Sunday, October 9, 2011
Come for the dispossessed accents and hairstyles, stay for the Nicholas Sparks dressed up as a Cannes competitor. To be honest, Anne Hathaway’s accent challenge has no bearing on the film—within reason, it’s covered under Suspension of Disbelief—and the hairstyles are genuinely entertaining pieces of a puzzle which, when assembled, is a picture of God smiting us down to teach us all to love life. Or something.
I wonder if Lone Scherfig knows Whit Stillman makes satires. There is one right culture for Scherfig characters, and it’s highbrow, because how else will you project how brilliant you are to the world if not through branding? The nerd reads Watchmen because he’s an expendable plebe, a not yet fully mature human—until, toward the end, he is at least granted some measure of dignity, which is to say he grew up. Jim Sturgess meanwhile listens to club music and skims magazines because he’s a coked-up party animal, and Anne Hathaway sits around reading The Unbearable Lightness of Being, because god forbid we catch her with a Harry Potter or something. Not only is there no chance anyone could miss the bludgeony relative values of these people, excuse me, characters, but the specific signifiers of their individual interests have no subtextual resonance with the film, unless you’re willing to mount the One Day-as-existentialism argument, which I’d counter with the smiling puppy rainbow coda. Hathaway should be reading Kafka, a closet writer who croaked too soon, or Candide, because success scatters on the worthy and unworthy alike, or if we’re honest, Nicholas Sparks’ Dear John, but then that would be a bit like Brad Pitt cracking open Moneyball during Moneyball. The costuming is just as expressionistic, to be generous, but it’s somewhat less insulting to see a denim jacket project low ambition than to see Milan Kundera invoked for the sole purpose of showing how smart someone is. Why not just show us their SAT scores and be done with it? Or would that be infringing on Aaron Sorkin’s intellectual property?

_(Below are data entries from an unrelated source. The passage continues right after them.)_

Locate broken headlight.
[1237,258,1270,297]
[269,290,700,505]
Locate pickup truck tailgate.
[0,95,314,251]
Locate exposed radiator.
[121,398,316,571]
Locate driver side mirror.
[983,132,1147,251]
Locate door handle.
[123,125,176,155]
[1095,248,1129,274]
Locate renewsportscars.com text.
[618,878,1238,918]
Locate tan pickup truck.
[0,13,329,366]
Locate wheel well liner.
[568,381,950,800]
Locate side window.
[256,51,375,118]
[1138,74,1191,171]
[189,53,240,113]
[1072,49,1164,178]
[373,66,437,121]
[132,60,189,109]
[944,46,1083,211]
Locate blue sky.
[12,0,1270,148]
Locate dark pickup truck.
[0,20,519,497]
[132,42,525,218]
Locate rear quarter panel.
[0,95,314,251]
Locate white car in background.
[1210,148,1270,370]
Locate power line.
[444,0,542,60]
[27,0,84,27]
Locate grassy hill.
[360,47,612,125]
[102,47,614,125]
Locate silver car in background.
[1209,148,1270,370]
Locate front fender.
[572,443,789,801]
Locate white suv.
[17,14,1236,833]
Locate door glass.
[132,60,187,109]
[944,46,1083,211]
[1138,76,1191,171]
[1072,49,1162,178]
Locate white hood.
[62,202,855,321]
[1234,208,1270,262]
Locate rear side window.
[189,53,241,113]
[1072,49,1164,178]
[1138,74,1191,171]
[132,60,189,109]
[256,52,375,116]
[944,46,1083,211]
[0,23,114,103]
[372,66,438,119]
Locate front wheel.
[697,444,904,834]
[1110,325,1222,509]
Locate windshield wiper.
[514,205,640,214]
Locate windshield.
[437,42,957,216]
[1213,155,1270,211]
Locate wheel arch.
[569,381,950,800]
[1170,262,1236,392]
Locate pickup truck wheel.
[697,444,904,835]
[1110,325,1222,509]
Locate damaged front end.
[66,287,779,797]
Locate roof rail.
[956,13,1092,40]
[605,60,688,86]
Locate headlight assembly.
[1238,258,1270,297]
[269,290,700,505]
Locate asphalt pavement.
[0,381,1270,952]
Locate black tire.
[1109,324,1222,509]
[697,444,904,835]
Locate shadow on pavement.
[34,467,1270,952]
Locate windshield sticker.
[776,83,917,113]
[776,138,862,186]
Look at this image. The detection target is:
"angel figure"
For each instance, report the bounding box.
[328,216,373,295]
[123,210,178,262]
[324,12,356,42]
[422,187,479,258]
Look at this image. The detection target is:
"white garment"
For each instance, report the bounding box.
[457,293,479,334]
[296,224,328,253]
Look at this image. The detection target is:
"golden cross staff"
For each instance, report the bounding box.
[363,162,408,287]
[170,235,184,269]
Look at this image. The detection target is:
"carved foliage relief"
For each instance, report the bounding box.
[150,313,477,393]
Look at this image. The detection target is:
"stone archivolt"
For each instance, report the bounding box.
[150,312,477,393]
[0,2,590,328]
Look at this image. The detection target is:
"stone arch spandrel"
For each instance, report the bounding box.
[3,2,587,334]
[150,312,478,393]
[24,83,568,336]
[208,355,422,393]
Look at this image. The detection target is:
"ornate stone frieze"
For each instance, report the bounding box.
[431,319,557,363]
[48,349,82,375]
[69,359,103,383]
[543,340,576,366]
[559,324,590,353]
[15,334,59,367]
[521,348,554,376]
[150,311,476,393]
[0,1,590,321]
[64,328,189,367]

But not even this divine judgment permanently disfigures the film thanks to the shallow watchability of Hathaway and Sturgess. For most of its running time, One Day is a fine, aspirational (assuming you aspire to financial greatness and cultural rectitude) venture in romantic escapism, not exactly harmless in its shallow feel-goodness, but buoyed by the moments that aren't ripped from Lifetime’s Five, which I assume is a Kiarostami remake with a special emphasis on condescending to women. And then the god our author comes down from the mount and delivers the ending. It’s meaningless, which is fine except it also ruins that whole escapism thing, which is all this complacent bourgeois trash has going for it anyway. At least Nancy Meyers believes in life after 40.